As in our case, the presence of these conditions can weaken wall strength of both structures, and precipitate or worsen fistula hemorrhage during ureteral stent exchange [7]. As a result Van den Bergh et al. recommend the use of smaller softer stents in patients requiring chronic ureteral catheterization with a coexisting history of pelvic radiation or surgery to prevent this rare but devastating complication [10]. The fact that a 7 French stent provides the same flow rate as a 12 French further supports the argument. However, as this case and others demonstrate, UAF can result despite smaller stents use, and smaller French size does not exclude possible fistula formation [9,11].

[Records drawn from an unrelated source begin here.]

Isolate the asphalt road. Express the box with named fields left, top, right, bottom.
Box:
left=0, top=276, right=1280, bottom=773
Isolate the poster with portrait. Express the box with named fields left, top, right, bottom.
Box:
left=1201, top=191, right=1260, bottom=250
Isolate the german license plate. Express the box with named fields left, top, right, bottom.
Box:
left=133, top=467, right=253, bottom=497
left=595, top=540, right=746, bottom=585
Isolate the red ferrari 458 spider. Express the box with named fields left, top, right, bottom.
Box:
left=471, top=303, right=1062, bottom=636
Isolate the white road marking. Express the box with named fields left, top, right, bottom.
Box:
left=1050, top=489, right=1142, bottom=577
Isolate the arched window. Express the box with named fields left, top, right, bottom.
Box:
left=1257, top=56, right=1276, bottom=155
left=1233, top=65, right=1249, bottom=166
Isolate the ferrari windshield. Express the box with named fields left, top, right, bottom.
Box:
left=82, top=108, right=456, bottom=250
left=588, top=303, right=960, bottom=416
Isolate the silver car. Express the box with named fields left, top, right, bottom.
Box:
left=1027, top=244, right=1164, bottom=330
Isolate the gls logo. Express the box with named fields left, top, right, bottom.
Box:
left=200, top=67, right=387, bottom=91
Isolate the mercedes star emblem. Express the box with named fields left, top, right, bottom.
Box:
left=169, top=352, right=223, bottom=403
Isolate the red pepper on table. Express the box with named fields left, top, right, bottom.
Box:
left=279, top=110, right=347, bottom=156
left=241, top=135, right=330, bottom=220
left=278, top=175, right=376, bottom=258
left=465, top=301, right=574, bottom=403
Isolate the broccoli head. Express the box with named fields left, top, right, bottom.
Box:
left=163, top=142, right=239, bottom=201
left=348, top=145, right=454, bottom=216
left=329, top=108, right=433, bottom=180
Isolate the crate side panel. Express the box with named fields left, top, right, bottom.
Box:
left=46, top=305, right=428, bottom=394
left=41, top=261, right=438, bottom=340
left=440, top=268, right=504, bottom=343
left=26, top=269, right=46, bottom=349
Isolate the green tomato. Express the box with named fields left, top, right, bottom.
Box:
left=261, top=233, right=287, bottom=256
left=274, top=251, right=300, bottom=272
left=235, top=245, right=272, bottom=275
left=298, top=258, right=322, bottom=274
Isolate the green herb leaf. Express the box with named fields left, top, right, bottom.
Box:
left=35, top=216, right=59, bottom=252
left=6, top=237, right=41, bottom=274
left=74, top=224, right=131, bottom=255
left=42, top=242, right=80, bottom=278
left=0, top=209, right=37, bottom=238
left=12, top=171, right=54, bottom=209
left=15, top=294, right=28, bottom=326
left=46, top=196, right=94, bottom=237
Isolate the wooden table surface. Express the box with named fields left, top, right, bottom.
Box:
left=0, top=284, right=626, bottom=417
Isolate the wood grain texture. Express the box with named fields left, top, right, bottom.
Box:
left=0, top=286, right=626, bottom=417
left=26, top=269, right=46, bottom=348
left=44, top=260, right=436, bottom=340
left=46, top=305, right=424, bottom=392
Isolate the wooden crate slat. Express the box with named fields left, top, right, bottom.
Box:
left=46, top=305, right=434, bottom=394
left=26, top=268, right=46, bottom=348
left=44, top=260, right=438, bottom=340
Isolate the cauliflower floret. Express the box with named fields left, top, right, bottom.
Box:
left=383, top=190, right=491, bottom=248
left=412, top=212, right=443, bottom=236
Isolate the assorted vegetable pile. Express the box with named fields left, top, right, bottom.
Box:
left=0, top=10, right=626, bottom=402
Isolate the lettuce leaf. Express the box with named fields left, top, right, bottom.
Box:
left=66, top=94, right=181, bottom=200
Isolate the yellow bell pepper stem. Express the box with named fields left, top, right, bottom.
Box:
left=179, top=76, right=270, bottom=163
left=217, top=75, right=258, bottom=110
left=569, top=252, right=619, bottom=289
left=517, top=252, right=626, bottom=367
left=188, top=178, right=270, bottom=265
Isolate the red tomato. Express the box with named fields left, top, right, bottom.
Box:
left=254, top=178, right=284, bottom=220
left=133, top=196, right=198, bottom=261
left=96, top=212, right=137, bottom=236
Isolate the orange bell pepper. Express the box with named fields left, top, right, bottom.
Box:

Currently endovascular stenting has become the treatment modality of choice due to its minimally invasive approach, rapid control of bleeding, and earlier patient recovery times. Additionally, it can be rapidly initiated following provocative angiography [2,9]. Previously balloon-expandable autologous vein covered grafts were the treatment of choice, however they have largely been replaced by self-expandable synthetic resin stents with good results [2,6]. However, the long term graft patency and infection rates of these grafts have yet to be evaluated. Without active bleeding to identify fistula location common iliac arterial embolization can be difficult. Endovascular stenting has several advantages over embolization; arterial supply to the lower extremity is preserved which excludes the need for a secondary arterial bypass graft along with its inherent complications and the need for visualization of the fistula is not required [12]. . The internal iliac artery is often embolized in the case of a fistula located at the common iliac in order to successfully ensure graft placement and vascular control.

Conclusion

Ureteroarterial fistulae are a rare cause of both intermittent and continuous hematuria. Due to the lack of definitive diagnostic studies, and the high rate of mortality associated with delays in diagnosis, clinicians must maintain a high index of suspicion when addressing patients with gross hematuria and other risk factors that are concerning for UAF. Identification of predisposing factors can lead to prompt diagnosis or suggest the need for emergent laparotomy in the presence of negative diagnostic studies. Additional treatment procedures, including leaving ureteral catheters in place following hemorrhage can aid in management. Traditional imaging studies may lend support to the diagnosis, warranting the use of potentially more invasive procedures to yield the diagnosis; however negative findings are cannot exclude a possible UAF due to the low sensitivity. Endovascular stenting has become the treatment of choice in recent years with good results reported in the literature; however no long term studies have reported on potential long term complications of graft placement.